De Heer riep Mozes en gaf hem vanuit de ontmoetingstent aanwijzingen voor het brengen van de offers. Hij droeg hem op de Israëlieten het volgende over te brengen:

“Wanneer iemand de Heer een dier wil aanbieden uit zijn veestapel, dan kan hij daarvoor een rund nemen ofwel een schaap of een geit. Wil hij een rund als brandoffer brengen, dan moet hij een mannelijk dier nemen zonder enig gebrek en dat bij de ingang van de ontmoetingstent aanbieden; dan zal de Heer het aanvaarden. Hij moet zijn hand op de kop van het offerdier leggen; dan zal de Heer het welwillend aannemen en hem zijn zonden vergeven. Daar, voor de tent van de Heer, zal hij het rund slachten, en de priesters uit de familie van Aäron zullen het bloed offeren en het aan alle kanten sprenkelen tegen het altaar bij de ingang van de ontmoetingstent. Hij zal het offerdier villen en het in stukken snijden. De priesters zullen het vuur op het altaar oprakelen en er brandhout op stapelen. Op dat hout zullen ze de stukken vlees, de kop en het vet leggen. Hij moet dan de ingewanden en de poten van het dier wassen, en een van de priesters zal alles op het altaar verbranden. Zo is het een geurig brandoffer, dat de Heer met genoegen aanvaardt.

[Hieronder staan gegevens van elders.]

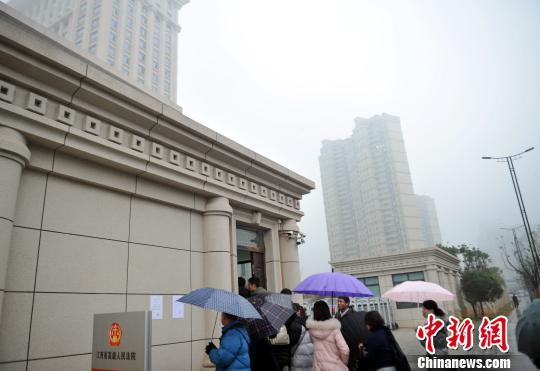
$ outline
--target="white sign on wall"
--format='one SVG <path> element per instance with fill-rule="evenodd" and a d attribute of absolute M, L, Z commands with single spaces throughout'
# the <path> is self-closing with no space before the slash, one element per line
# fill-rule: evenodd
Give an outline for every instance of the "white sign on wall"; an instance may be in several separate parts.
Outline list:
<path fill-rule="evenodd" d="M 184 295 L 173 295 L 173 318 L 184 318 L 184 303 L 180 303 L 177 300 Z"/>
<path fill-rule="evenodd" d="M 152 319 L 163 319 L 163 296 L 150 296 L 150 310 L 152 311 Z"/>

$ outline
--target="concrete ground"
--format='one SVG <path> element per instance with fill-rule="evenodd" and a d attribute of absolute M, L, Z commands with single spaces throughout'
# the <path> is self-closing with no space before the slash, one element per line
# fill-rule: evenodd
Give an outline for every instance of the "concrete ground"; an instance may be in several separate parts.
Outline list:
<path fill-rule="evenodd" d="M 492 348 L 487 350 L 482 350 L 478 347 L 478 332 L 477 327 L 475 326 L 474 332 L 474 348 L 469 352 L 464 352 L 462 349 L 453 350 L 450 352 L 451 355 L 467 355 L 467 356 L 489 356 L 493 355 L 498 358 L 508 358 L 511 359 L 512 368 L 511 370 L 519 371 L 534 371 L 536 367 L 530 361 L 529 357 L 518 352 L 517 343 L 516 343 L 516 324 L 518 321 L 518 315 L 516 311 L 513 311 L 509 317 L 508 321 L 508 343 L 510 351 L 507 354 L 501 353 L 498 348 Z M 420 342 L 416 339 L 415 336 L 416 330 L 412 328 L 401 328 L 394 331 L 394 336 L 398 341 L 399 345 L 403 349 L 403 352 L 407 355 L 411 368 L 413 370 L 420 370 L 417 365 L 417 360 L 419 356 L 426 354 L 425 349 L 422 347 Z"/>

Wil hij een schaap of een geit als brandoffer brengen, dan moet hij een mannelijk dier nemen zonder enig gebrek. Voor de tent van de Heer, aan de noordkant van het altaar, zal hij het slachten, en de priesters uit de familie van Aäron zullen het bloed aan alle kanten tegen het altaar sprenkelen. Hij zal het offerdier in stukken snijden en een van de priesters zal de stukken vlees, de kop en het vet op het brandende hout van het altaar leggen. Hij moet dan de ingewanden en de poten van het dier, wassen, en de priester zal alles als offer voor de Heer op het altaar verbranden. Zo is het een geurig brandoffer, dat de Heer met genoegen aanvaardt.

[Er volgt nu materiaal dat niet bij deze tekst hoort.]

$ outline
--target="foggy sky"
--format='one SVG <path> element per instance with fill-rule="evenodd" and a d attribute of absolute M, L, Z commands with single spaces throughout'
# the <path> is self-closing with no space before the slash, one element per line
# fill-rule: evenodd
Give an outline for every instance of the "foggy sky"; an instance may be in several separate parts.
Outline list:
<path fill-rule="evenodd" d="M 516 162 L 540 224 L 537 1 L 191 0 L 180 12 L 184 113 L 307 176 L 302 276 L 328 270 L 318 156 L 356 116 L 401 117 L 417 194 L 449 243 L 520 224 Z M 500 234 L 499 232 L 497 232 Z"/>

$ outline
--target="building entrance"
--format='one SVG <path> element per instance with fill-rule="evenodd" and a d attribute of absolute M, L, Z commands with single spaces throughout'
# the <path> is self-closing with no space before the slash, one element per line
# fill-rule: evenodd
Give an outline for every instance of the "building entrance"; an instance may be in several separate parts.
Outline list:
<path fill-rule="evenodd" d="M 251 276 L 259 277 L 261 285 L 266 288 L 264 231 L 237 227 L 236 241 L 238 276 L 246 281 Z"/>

Wanneer iemand de Heer een vogel als brandoffer wil aanbieden, dan kan hij daarvoor een tortelduif of een gewone duif nemen. De priester moet de vogel naar het altaar brengen, hem de nek omdraaien en de kop op het altaar verbranden. Het bloed zal hij laten uitlekken langs de zijkant van het altaar. Hij zal de krop met wat erin zit verwijderen en die weggooien op de ashoop, aan de oostkant van het altaar. Hij zal de vogel inscheuren bij de vleugels zonder die eraf te trekken, en hem offeren op het brandende hout van het altaar. Zo is het een geurig brandoffer, dat de Heer met genoegen aanvaardt.”